Furthermore, it does not seem appropriate to us, as parents, to
put such a wide range of age groups on the same buses, and expect
that there will not be issues of bullying, harassment, or other
intimidation taking place, to say nothing of the subject matters
being discussed by high school age students that will be
inappropriate for middle school students to overhear.
As voters (or stakeholders, as we are often referred to), we
were told that we needed to pass the bonds so that more schools
could be built and so that year-round tracks could be eliminated.
These things are seen as conveniences. However, if the district had
told voters that without the bonds the bus routes would be slashed
into unrecognizable single stops, that music programs would be
eliminated, that cleaning of classrooms would be cut back and that
teachers would be “asked” to retire early so that we could have
more kids in each classroom, I think more people would have paid
Certainly we all understand the need for budget reductions.

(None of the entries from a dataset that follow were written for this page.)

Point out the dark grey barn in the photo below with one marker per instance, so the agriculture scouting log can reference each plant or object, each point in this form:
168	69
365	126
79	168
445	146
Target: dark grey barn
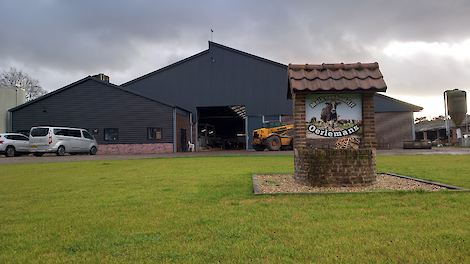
218	95
228	89
121	120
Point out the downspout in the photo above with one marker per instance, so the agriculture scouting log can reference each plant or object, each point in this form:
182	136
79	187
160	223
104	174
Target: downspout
247	136
175	142
191	126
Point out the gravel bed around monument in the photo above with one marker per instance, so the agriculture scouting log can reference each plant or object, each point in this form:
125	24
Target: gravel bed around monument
284	183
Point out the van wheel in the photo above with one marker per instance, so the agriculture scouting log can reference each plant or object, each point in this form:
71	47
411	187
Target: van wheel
60	151
10	151
93	151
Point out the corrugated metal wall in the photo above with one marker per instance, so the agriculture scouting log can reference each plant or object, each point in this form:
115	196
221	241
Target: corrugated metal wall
220	76
96	105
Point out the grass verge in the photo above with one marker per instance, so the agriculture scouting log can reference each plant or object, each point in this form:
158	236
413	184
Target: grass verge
201	209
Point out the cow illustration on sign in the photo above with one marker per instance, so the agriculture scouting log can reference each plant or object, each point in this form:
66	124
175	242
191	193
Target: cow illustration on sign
333	115
329	115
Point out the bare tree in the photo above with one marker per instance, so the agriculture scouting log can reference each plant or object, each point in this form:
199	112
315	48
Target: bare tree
15	78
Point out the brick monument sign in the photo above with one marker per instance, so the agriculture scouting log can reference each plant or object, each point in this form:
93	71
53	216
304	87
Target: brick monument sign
334	131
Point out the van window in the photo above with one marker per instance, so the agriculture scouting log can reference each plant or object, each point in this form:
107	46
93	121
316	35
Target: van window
61	132
39	132
74	133
87	135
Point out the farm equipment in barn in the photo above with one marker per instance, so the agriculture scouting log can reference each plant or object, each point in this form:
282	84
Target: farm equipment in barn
273	136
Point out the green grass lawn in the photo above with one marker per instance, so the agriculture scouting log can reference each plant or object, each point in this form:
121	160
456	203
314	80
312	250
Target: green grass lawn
202	210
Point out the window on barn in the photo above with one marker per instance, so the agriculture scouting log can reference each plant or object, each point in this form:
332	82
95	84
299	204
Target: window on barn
111	134
154	133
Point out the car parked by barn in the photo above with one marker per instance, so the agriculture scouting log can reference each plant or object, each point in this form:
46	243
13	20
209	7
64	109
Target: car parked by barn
61	140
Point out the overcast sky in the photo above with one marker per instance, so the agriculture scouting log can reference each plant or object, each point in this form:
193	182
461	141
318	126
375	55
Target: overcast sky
422	46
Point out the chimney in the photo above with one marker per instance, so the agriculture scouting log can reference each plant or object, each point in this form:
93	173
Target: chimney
102	77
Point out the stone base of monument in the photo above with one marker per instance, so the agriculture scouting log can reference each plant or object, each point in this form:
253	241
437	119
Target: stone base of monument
335	167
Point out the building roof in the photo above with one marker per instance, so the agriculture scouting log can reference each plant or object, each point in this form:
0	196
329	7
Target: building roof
205	52
385	103
437	124
96	80
335	77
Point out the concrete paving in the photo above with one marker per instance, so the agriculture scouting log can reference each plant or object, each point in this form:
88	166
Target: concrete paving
53	158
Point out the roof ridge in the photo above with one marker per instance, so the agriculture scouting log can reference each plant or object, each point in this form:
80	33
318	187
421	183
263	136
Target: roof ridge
334	66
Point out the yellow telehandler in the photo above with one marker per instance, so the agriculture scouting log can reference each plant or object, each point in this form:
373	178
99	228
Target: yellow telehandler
273	136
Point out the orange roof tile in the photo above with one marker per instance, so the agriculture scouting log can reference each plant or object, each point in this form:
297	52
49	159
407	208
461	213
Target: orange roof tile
335	77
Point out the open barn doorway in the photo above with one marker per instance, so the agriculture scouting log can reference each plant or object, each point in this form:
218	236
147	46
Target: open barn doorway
221	127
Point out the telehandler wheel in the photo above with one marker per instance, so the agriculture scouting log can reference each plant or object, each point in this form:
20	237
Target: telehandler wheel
259	147
273	143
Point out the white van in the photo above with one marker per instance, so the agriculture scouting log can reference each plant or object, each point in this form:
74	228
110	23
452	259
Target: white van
61	140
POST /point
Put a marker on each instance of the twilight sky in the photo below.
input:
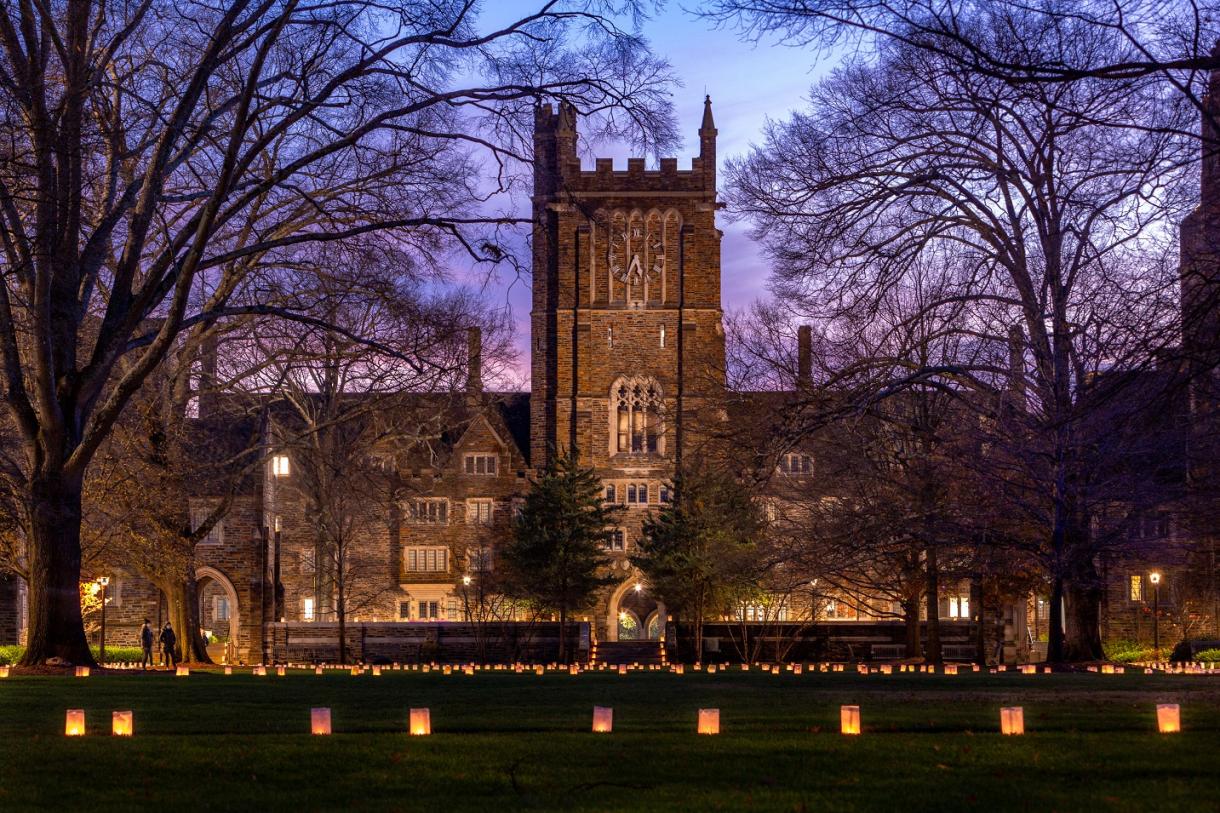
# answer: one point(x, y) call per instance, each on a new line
point(748, 84)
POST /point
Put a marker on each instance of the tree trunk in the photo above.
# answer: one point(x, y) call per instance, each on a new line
point(698, 637)
point(183, 598)
point(340, 614)
point(910, 615)
point(1055, 643)
point(1083, 635)
point(979, 618)
point(55, 626)
point(933, 607)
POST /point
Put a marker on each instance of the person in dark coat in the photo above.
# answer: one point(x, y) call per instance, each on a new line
point(168, 640)
point(147, 643)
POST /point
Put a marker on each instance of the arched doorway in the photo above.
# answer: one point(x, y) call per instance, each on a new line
point(217, 612)
point(633, 613)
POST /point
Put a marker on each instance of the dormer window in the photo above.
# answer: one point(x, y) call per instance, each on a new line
point(481, 464)
point(796, 463)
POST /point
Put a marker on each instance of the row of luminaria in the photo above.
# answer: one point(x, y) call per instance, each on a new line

However, the Douglas County School District has not simply reduced
the bus budget, they have slashed it by what appears to be 75
percent, a number we find unacceptable. To state, “DCSD strives to
provide the best transportation service possible to families within
budgetary constraints,” seems quite contradictory to what has
actually taken place.
Obviously, with a reduced number of buses, there will be more
kids on each bus and more still as a result of combing the middle
school and high school bus routes. What is the plan if the bus is
full? In some cases, they are trying to fit three high-school
students to a seat. To say that this is unsafe does not begin to
describe the situation.
Finally, it should be understood that bad busing is not a
question of inconvenience, but a question of safety.